Tra le quattro pareti della nostra casa, tra le mura del nostro ufficio, tra i banchi della scuola oppure seduti al ristorante: il solo fatto di essere circondati da solide pareti e di poter contare su un tetto ci fa sentire al sicuro. Lontani dal caos del traffico, lontani dai capricci del meteo, e sì, lontani dall’inquinamento. Ma è davvero così? Chi si occupa del monitoraggio domestico dell’aria dice esattamente l’opposto. L’inquinamento indoor è infatti una innegabile realtà, fatta di sostanze pericolose come il particolato, il biossido di azoto, il benzene e la formaldeide, per non parlare poi delle minacce dei campi elettromagnetici. Facile sottovalutare queste agenti invisibili, ma i sintomi dell’esposizione all’inquinamento indoor, a prescindere dal monitoraggio domestico dell’aria, sono spesso inconfondibili: parliamo infatti di emicranie, di tosse, di mal di gola, di dermatiti e di bruciore agli occhi. E non è tutto qui: stando ai dati dell’Organizzazione Mondiale della Sanità, ogni anno nel mondo si contano 4 milioni di decessi legati proprio all’esposizione all’inquinamento in ambienti chiusi.
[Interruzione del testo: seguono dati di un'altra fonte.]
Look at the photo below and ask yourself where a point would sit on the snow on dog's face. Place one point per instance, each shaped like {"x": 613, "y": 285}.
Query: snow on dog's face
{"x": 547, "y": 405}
In Italia 200 milioni di euro all’anno per patologie legate all’inquinamento indoor

Mediamente, una persona trascorre venti ore al giorno al chiuso, inalando 15 metri cubi di aria. Dati alla mano, dunque, il monitoraggio domestico dell’aria sembra un’opzione da non sottovalutare assolutamente. Basti pensare che uno studio condotto dai ricercatori della George Washington University, esaminando delle normali abitazioni, hanno individuato 45 differenti sostanze chimiche dannose presenti nel 90% dei campioni di polvere analizzati. Ma le ricerche di questo tipo non ci sono solo oltreoceano: basti pensare che in Italia il Piano Nazionale di Prevenzione «ha stimato in 200 milioni di euro l’anno i costi sanitari delle patologie legate all’inquinamento indoor, particolarmente pericoloso per bambini, donne in gravidanza e persone che già soffrono di altre malattie». Così si è espresso, senza mezzi termini, il coordinatore del gruppo di studio nazionale sull’inquinamento indoor dell’Istituto Superiore della Sanità, Gaetano Settimo.
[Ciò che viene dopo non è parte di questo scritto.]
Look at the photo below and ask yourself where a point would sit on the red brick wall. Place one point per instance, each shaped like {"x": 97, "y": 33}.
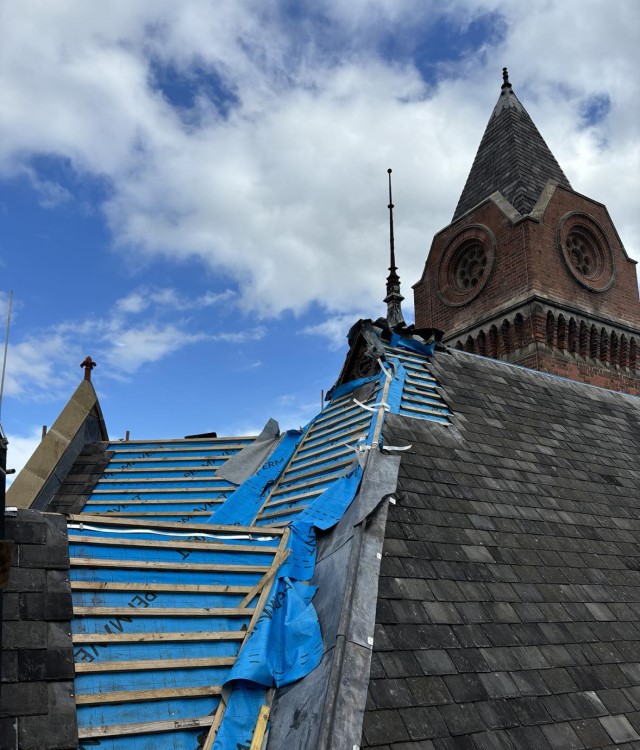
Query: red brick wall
{"x": 528, "y": 263}
{"x": 528, "y": 260}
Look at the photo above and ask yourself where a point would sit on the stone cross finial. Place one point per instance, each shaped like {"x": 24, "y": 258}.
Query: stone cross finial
{"x": 88, "y": 365}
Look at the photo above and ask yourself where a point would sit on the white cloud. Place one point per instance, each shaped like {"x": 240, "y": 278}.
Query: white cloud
{"x": 143, "y": 298}
{"x": 42, "y": 366}
{"x": 285, "y": 192}
{"x": 20, "y": 450}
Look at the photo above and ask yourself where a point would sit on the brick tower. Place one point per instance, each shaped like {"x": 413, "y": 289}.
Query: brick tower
{"x": 530, "y": 271}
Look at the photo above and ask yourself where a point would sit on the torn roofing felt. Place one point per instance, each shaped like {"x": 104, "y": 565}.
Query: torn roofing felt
{"x": 509, "y": 595}
{"x": 179, "y": 626}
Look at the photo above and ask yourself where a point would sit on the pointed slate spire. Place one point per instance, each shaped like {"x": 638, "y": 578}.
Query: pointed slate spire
{"x": 513, "y": 158}
{"x": 393, "y": 299}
I sensori per il monitoraggio domestico dell’aria

E mentre le ricerche dimostrano la necessità di un attento monitoraggio domestico dell’aria, c’è chi si dà da fare per realizzare dei sensori intelligenti capaci di tenere davvero sotto controllo l’inquinamento indoor. Parliamo ovviamente della startup trentina del Progetto Manifattura UpSens, la quale ha lanciato una campagna di crowdfunding per due innovativi sensori per il monitoraggio domestico dell’aria. I due dispositivi si chiamano Air e Wave: il primo è stato realizzato per analizzare la qualità dell’aria indoor, mentre il secondo è volto a rilevare la presenza di campi elettromagnetici. Come ha spiegato Ketty Paller, Ceo di UpSens,

«WAVE e AIR hanno la funzione di monitorare i parametri ambientali e rilevare i campi elettromagnetici dannosi o emissioni di gas nocivi come COV (composti organici volatili) o CO (monossido di carbonio), che possono causare malattie respiratorie, degenerative, oltre che aumentare l’incidenza di certi tipi di cancro»

La campagna su Indiegogo

Con la campagna di crowfunding su Indiegogo sono dunque stati aperti i preordini: gli utenti che sottoscriveranno la campagna riceveranno in esclusiva – entro la fine del 2017 – i sensori Air e Wave, così da poter accedere al monitoraggio domestico dell’aria senza alcuno sforzo. Il lato più interessante di questi sensori lanciati da UpSens è che sono portatili, e consentono così a chiunque di analizzare non solo l’aria del proprio appartamento, ma anche quella del proprio posto di lavoro, oppure l’aria che respirano i propri figli all’interno delle scuole. E non è tutto qui: per garantire davvero un miglioramento dell’aria indoor UpSens sta progettando la creazione di un database condiviso in cui raccogliere i dati relativi alla qualità dell’aria ‘domestica’ di determinate zone geografiche, così da poter poi consigliare al meglio gli utenti della community. «In questo modo» ha spiegato Paller «si può contribuire a creare una consapevolezza collettiva sullo stato di salute dell’abitare».